Looking for something a bit strange?  Try this one. 


  1. i liked this book quite a bit. it has seemed to me that Wolfe's later works have been a bit easier to follow than his "new sun" quartet was... the trilogy about the greek warrior and the couplet about the knight were almost pedestrian in comparison with the "sun" series, of which, of course, there have been more than one. it's been entertaining to follow Wolfe's career during the progress of my own life, seeing how his style has changed and how my reaction to his work has changed as well over the years... i think he passed on recently; i hope we'll see some of his work reissued or commented upon in the near future...

    1. Mudpuddle,

      Actually it's much less complicated and imaginative than the Books of the New Sun, the Long Sun, and the Short Sun.

      Many of his novels are close to this one, with one basic issue being presented and then the focus shifts to the characters actions in relationship to that issue.

      As far as I can tell, he is still alive. A Borrowed Man was published in 2015.

    2. mea culpa; maybe i was thinking of Jack Vance, one of my personal favorites; i've collected everything he wrote, i think...

    3. Mudpuddle,

      Jack Vance's Dying Earth stories certainly fits in with Wolfe's Sun series, as does M John Harrison's Viriconium series.

  2. This sounds like an extended metaphor and metafiction on fiction. Does the name Borges ring a bell? What about Jasper Fforde? Now the real mystery is this: does my library have a copy?

    1. R.T.,

      How so?

      Yes, I've read both Borges and Fforde. I can see Borges, but not Fforde so much. However, I've only read one novel, the first, by Fforde so perhaps reading more might be necessary to see the relationship.

    2. Fred, my comparison is superficial, pointing only to fictions about fictions, and in Fforde's case -- if I recall correctly -- fictional characters within different fictions. But I could be misremembering (again).

    3. R.T.,

      Ah, OK, I can see where you are going. Yes, I see the connection here.

      One point I didn't bring up is that the original EA Smythe was married and divorced (I think). His ex was a poet who also had her reclones, but not in the same library. The Smythe reclone eventually meets up with her reclone and finds that the old magic is still there--a new angle on the love that survives death?

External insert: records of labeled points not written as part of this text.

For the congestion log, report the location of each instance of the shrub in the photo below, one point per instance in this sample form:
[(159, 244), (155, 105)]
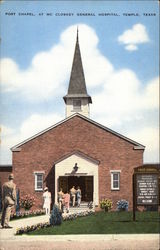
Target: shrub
[(25, 214), (27, 202), (122, 205), (90, 205), (56, 216), (106, 204)]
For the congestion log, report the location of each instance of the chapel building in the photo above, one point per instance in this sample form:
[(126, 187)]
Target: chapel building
[(77, 151)]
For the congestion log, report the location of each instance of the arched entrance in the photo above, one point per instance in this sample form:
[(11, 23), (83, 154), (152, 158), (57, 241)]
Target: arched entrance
[(84, 182), (85, 176)]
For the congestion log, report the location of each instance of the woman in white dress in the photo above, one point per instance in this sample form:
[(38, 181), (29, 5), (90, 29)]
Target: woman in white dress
[(47, 200)]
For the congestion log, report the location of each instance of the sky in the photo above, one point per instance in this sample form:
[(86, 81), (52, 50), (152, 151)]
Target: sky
[(119, 43)]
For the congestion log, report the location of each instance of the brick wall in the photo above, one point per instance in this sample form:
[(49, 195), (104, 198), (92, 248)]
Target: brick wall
[(4, 173), (113, 152)]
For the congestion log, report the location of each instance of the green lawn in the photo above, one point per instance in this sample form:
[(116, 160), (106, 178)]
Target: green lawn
[(106, 223)]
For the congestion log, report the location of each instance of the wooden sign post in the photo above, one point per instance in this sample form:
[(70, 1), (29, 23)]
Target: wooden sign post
[(145, 187)]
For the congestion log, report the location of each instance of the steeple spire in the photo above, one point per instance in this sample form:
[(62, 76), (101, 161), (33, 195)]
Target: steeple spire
[(77, 90)]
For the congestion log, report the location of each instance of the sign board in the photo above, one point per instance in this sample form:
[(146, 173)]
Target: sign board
[(147, 189), (146, 180)]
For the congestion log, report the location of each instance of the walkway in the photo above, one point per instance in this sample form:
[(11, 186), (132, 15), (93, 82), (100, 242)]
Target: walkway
[(9, 241)]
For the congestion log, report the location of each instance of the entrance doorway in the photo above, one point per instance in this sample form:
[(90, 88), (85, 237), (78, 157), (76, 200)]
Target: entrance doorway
[(84, 182)]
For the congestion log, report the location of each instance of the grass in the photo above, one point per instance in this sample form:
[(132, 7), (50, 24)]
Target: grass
[(106, 223)]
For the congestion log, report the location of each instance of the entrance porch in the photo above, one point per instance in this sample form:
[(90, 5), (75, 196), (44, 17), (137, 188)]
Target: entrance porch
[(77, 169), (84, 182)]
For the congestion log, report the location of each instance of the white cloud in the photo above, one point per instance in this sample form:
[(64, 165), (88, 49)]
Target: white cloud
[(120, 101), (132, 37), (49, 70), (29, 127), (148, 136)]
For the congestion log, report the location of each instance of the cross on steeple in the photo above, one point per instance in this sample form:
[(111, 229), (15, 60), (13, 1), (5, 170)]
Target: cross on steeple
[(77, 98)]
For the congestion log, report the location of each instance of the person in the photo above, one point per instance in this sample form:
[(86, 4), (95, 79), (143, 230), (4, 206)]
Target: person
[(73, 195), (66, 201), (8, 201), (60, 198), (78, 193), (47, 200)]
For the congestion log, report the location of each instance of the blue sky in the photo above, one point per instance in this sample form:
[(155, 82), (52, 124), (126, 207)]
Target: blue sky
[(120, 58)]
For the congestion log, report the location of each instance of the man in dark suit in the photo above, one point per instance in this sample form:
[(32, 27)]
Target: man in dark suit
[(8, 201)]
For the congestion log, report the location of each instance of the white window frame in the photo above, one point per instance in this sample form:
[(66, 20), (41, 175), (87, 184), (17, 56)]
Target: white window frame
[(77, 107), (112, 180), (35, 175)]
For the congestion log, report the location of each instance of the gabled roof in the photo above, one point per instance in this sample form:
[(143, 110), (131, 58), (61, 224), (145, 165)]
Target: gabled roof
[(77, 86), (136, 144), (79, 153)]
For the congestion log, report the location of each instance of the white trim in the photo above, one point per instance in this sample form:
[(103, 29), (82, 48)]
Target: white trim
[(35, 180), (112, 171), (138, 145), (112, 181), (39, 172)]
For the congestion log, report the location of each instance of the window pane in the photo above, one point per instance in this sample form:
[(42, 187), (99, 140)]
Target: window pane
[(115, 177), (39, 181), (115, 184), (76, 104), (39, 185), (39, 177)]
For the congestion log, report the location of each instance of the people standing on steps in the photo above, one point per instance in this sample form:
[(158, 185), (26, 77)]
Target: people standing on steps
[(47, 200), (8, 201), (73, 195), (60, 199), (78, 194), (66, 201)]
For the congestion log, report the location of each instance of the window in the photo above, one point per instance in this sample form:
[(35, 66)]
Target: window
[(39, 181), (76, 105), (115, 180)]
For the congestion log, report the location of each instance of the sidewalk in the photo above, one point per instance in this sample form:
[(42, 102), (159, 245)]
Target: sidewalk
[(8, 239)]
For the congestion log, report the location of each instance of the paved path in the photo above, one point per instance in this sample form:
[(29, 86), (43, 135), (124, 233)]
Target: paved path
[(9, 241)]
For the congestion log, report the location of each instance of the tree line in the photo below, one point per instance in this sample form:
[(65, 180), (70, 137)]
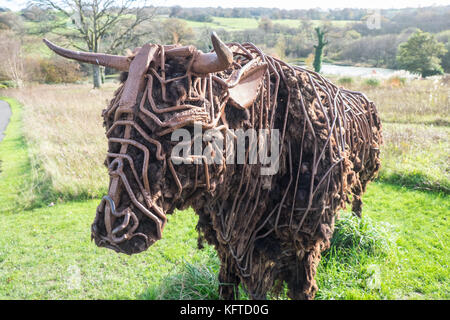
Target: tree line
[(112, 27)]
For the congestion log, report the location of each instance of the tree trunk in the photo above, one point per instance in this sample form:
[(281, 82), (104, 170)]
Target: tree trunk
[(96, 76)]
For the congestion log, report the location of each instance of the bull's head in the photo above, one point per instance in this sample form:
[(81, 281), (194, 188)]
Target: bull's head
[(164, 88)]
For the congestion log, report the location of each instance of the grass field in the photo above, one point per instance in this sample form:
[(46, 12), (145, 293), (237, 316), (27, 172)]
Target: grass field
[(49, 192)]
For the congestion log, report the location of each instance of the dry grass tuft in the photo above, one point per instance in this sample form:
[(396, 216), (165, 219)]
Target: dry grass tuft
[(63, 126)]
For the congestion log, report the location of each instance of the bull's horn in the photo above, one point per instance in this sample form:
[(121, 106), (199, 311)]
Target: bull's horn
[(216, 61), (107, 60)]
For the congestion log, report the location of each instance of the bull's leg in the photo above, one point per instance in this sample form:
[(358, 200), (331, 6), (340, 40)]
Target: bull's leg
[(228, 281), (357, 192)]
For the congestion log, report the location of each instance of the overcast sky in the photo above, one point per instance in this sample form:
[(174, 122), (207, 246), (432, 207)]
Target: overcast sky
[(282, 4)]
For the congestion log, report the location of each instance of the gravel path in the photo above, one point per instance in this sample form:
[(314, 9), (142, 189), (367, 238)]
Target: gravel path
[(5, 114)]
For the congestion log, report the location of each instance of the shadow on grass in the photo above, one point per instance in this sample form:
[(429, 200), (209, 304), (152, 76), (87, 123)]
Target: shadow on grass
[(355, 245), (188, 282), (415, 181)]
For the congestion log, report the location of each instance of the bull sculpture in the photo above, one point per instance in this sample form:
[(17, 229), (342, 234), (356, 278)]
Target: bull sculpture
[(268, 229)]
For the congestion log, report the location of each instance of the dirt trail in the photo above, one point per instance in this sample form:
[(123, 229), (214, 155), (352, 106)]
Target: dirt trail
[(5, 114)]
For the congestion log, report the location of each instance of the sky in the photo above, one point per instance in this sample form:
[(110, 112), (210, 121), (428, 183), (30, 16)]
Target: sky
[(282, 4)]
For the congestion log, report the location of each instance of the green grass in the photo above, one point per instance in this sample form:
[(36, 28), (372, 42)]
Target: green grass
[(397, 251)]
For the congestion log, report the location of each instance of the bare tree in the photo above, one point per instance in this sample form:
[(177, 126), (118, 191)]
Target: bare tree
[(11, 57), (100, 25)]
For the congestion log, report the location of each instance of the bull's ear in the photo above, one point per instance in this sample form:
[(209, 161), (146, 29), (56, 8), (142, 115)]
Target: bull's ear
[(245, 92)]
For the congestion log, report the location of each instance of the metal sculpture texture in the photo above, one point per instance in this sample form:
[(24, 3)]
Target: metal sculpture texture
[(268, 230)]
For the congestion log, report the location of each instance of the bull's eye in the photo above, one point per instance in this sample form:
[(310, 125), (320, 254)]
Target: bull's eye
[(114, 166)]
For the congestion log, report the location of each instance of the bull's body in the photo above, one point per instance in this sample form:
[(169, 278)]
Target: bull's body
[(267, 229)]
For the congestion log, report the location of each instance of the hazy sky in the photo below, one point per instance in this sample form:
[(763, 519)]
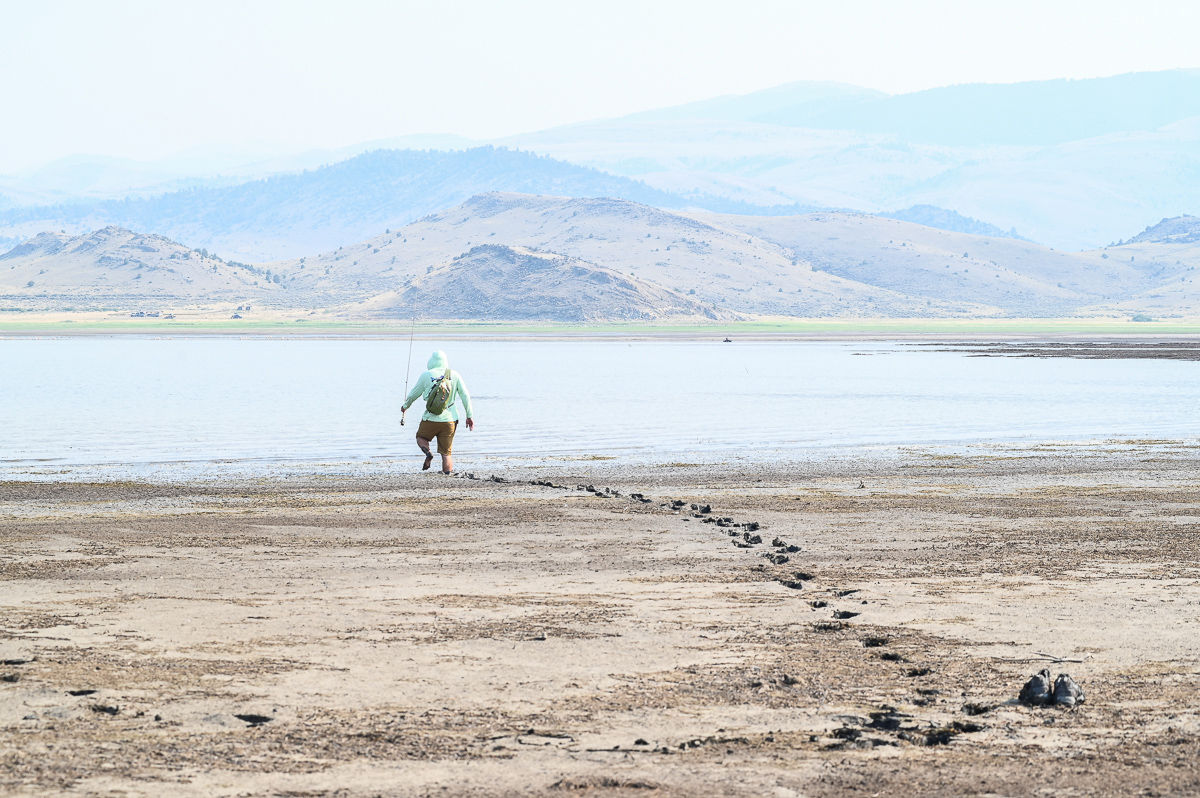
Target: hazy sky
[(144, 79)]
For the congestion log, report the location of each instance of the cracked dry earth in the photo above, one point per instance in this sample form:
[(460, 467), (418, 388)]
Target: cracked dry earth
[(430, 636)]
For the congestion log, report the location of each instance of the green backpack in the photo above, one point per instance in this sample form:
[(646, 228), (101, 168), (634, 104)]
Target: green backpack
[(439, 395)]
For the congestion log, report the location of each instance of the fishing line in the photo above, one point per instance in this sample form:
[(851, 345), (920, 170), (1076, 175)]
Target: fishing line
[(408, 369)]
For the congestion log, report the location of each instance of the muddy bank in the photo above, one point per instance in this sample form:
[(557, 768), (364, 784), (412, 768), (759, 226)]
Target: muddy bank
[(822, 630)]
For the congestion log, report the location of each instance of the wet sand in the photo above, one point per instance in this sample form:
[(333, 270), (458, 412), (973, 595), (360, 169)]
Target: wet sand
[(432, 636)]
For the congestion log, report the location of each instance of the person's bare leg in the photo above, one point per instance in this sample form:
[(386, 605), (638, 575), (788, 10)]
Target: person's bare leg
[(429, 455)]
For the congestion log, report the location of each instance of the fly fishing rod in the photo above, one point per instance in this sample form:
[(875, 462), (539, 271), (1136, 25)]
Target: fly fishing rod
[(409, 366)]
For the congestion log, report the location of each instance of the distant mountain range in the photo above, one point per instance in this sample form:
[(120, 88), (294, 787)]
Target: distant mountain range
[(288, 215), (975, 114), (1071, 163), (507, 256)]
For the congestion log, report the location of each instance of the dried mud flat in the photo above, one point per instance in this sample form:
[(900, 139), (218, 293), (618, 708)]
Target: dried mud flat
[(431, 636)]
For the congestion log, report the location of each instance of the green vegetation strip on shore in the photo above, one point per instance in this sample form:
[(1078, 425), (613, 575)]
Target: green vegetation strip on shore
[(759, 328)]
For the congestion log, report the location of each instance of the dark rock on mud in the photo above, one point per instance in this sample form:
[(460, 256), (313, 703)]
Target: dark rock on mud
[(255, 720), (1036, 691)]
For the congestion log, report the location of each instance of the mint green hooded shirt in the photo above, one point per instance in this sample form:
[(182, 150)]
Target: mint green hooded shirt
[(437, 366)]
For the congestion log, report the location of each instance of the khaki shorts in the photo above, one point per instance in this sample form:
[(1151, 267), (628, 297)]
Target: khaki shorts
[(441, 430)]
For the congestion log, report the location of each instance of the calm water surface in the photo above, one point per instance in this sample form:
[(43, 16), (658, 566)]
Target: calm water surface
[(136, 401)]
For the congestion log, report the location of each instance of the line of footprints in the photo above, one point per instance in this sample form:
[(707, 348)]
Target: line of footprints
[(745, 535)]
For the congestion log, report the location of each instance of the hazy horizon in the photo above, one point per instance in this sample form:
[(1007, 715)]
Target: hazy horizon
[(147, 82)]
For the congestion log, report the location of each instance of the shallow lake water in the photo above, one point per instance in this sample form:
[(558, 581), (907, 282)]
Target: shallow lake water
[(261, 403)]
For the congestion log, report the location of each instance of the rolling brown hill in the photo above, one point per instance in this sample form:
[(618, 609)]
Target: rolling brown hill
[(497, 282), (120, 269), (713, 264)]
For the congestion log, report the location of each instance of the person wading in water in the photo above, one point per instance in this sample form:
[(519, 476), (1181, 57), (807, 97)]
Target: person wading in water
[(442, 390)]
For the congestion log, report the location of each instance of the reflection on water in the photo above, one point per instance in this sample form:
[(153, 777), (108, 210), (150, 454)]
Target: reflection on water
[(90, 401)]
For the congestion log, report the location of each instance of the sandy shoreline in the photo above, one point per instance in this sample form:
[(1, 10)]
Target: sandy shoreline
[(417, 635)]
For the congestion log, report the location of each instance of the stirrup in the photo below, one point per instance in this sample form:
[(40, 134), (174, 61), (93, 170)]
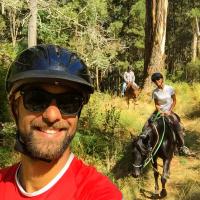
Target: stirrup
[(184, 151)]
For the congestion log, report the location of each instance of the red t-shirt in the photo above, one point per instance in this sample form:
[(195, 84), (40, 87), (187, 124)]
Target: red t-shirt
[(78, 182)]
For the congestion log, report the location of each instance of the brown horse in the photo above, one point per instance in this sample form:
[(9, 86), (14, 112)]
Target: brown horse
[(131, 92)]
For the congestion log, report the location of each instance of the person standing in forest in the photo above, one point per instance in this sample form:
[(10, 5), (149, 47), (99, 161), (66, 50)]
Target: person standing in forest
[(47, 87), (129, 77)]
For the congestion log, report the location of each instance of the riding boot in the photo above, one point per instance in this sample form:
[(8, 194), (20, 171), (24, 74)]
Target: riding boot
[(182, 149)]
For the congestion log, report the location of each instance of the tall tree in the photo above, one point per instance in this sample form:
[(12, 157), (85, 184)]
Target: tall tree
[(155, 37), (32, 25)]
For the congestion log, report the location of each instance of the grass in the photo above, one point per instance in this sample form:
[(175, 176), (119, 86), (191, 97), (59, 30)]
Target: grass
[(109, 149)]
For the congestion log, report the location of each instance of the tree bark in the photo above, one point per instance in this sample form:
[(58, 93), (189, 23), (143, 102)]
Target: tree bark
[(32, 26), (155, 37), (196, 40)]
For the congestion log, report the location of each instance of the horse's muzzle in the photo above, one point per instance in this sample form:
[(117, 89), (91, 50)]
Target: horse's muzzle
[(136, 173)]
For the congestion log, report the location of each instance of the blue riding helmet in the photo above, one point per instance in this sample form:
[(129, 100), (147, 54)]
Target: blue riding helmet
[(48, 64), (156, 76)]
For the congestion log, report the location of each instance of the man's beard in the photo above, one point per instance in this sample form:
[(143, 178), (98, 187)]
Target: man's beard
[(39, 148), (45, 150)]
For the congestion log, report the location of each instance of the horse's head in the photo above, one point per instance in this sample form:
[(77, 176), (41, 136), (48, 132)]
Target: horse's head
[(140, 152)]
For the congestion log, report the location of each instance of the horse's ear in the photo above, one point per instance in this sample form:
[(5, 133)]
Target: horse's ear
[(145, 140)]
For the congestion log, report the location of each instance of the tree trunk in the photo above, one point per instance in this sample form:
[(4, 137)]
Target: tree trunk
[(155, 37), (97, 78), (196, 40), (32, 26)]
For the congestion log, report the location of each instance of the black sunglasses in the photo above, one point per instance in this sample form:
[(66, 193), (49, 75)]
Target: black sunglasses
[(37, 100)]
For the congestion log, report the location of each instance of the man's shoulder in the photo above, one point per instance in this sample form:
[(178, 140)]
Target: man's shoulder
[(94, 183), (8, 173)]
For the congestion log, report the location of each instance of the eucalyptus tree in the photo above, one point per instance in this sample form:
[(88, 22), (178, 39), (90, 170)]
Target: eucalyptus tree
[(155, 37), (32, 24), (15, 15), (79, 25)]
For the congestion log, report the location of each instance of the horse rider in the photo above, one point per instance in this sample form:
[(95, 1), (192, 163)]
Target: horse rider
[(47, 87), (165, 100), (129, 77)]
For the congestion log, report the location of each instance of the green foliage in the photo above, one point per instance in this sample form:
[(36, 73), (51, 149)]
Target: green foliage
[(6, 149), (99, 131), (193, 71)]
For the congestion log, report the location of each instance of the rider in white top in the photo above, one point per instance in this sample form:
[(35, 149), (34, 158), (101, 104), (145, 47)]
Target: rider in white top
[(164, 97), (129, 76), (165, 100)]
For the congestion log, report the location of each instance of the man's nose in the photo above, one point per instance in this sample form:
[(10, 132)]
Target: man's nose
[(52, 113)]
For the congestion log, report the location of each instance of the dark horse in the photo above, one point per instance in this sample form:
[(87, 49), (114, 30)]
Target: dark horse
[(156, 140), (131, 92)]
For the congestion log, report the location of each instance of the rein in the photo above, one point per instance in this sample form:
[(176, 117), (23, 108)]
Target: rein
[(152, 153)]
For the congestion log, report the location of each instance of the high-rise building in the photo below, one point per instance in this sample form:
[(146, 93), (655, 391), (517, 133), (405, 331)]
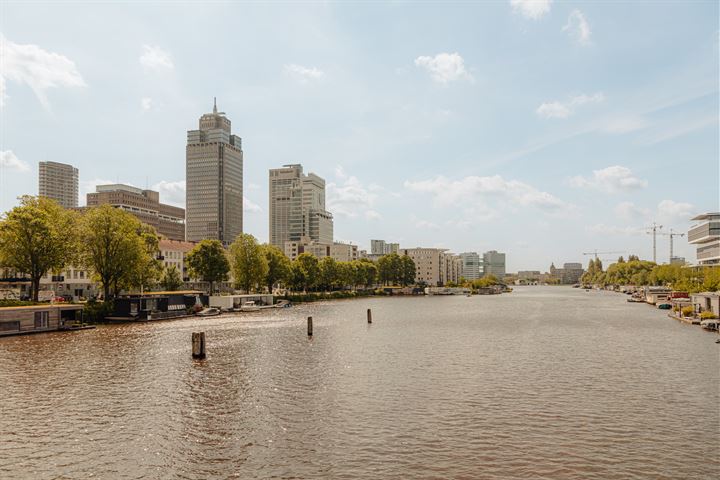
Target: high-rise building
[(706, 235), (377, 247), (494, 264), (297, 207), (168, 221), (470, 265), (214, 178), (59, 182)]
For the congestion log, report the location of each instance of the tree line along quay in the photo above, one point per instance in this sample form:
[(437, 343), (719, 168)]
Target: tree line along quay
[(122, 254)]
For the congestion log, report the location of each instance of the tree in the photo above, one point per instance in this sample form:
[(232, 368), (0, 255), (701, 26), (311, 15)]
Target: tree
[(171, 279), (249, 265), (36, 237), (306, 271), (149, 268), (407, 270), (278, 266), (208, 262), (115, 246)]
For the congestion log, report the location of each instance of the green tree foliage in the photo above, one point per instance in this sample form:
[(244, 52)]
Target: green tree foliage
[(278, 266), (171, 279), (208, 262), (37, 237), (248, 262), (305, 272), (149, 268), (115, 246)]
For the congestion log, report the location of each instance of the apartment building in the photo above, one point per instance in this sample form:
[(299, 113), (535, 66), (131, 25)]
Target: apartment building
[(168, 220), (59, 182)]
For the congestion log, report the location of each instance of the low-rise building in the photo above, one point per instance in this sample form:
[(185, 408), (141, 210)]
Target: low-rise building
[(168, 221), (428, 264)]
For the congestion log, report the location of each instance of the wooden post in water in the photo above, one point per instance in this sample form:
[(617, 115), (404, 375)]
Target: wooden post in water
[(198, 345)]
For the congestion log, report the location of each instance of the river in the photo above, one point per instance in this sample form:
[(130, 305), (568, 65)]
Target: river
[(544, 382)]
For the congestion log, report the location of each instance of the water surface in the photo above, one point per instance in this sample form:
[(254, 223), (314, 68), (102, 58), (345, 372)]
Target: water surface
[(545, 382)]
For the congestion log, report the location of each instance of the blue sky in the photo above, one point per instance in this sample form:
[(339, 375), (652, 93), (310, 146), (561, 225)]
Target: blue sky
[(541, 129)]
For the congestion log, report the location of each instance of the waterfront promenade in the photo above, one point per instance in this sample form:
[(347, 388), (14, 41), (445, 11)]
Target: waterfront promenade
[(548, 382)]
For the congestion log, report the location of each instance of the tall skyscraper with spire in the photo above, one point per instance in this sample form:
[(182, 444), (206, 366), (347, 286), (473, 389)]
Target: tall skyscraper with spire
[(214, 180)]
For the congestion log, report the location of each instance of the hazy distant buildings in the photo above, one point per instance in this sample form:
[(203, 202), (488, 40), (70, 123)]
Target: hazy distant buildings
[(470, 265), (59, 182), (568, 275), (494, 264), (168, 221), (380, 247), (297, 207), (706, 235), (214, 180)]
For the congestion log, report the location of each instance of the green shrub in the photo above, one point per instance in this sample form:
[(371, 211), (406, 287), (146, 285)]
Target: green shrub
[(16, 303)]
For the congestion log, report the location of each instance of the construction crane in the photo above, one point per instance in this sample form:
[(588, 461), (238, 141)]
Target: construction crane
[(653, 229), (672, 234), (596, 253)]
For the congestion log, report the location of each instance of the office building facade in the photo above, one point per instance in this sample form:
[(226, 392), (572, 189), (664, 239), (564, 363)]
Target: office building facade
[(470, 265), (214, 180), (59, 182), (494, 264), (167, 220), (706, 236), (297, 207)]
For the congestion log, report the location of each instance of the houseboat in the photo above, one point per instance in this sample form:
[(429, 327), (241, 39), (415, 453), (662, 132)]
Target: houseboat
[(40, 318)]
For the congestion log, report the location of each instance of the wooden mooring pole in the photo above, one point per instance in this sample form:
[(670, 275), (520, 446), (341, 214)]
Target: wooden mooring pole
[(198, 340)]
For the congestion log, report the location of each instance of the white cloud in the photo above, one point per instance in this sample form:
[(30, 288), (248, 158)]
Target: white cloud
[(424, 224), (36, 68), (578, 27), (478, 191), (533, 9), (611, 179), (350, 198), (303, 74), (8, 160), (172, 193), (630, 212), (602, 229), (250, 207), (445, 67), (156, 58), (564, 110)]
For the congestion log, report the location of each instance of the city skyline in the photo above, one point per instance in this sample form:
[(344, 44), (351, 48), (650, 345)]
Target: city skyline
[(428, 146)]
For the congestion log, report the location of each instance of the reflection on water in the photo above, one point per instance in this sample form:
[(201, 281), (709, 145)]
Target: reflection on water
[(542, 382)]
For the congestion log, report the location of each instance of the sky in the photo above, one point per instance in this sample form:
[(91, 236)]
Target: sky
[(541, 129)]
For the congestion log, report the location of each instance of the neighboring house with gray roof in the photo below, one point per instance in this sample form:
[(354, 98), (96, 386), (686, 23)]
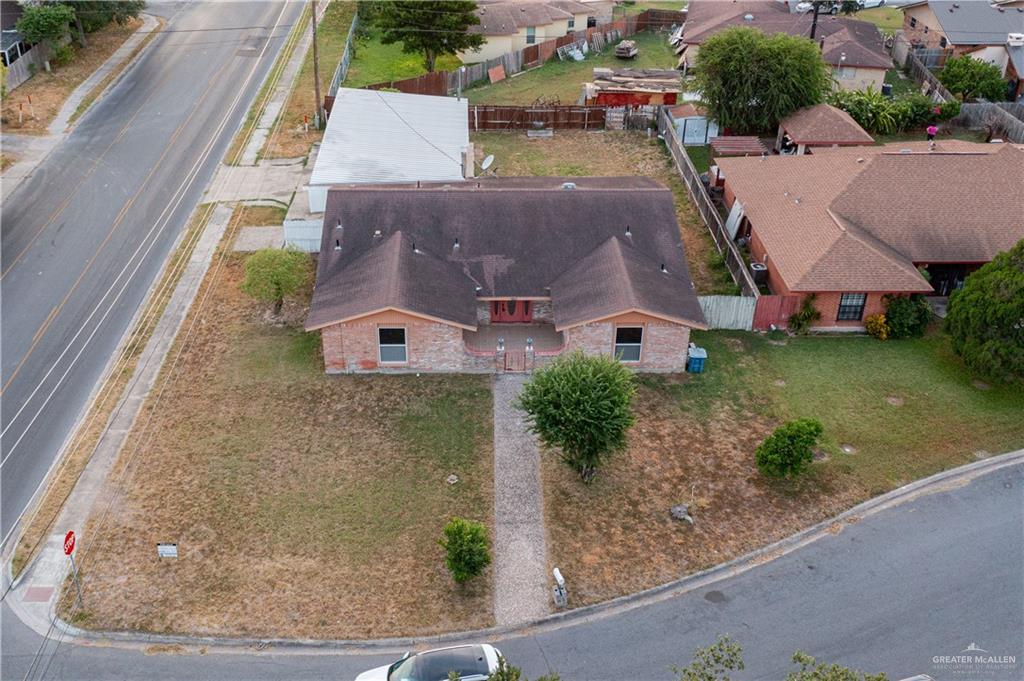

  3. Blurb from my library' site:
    "It is perhaps a hundred years in the future, our civilization is gone, and another is in place in North America, but it retains many familiar things and structures. Although the population is now small, there is advanced technology, there are robots, and there are clones. E. A. Smithe is a borrowed person. He is a clone who lives on a third-tier shelf in a public library, and his personality is an uploaded recording of a deceased mystery writer. Smithe is a piece of property, not a legal human. A wealthy patron, Colette Coldbrook, takes him from the library because he is the surviving personality of the author of Murder on Mars. A physical copy of that book was in the possession of her murdered father, and it contains an important secret, the key to immense family wealth. It is lost, and Colette is afraid of the police. She borrows Smithe to help her find the book and to find out what the secret is. And then the plot gets complicated"-- Provided by publisher.
    The final sentence is priceless!

  4. R.T.,

    Yes, it is.

    I'm also going to get it back from the library for a reread. I find my best strategy for Wolfe's books is to read it and put it aside for a short time and then do it again.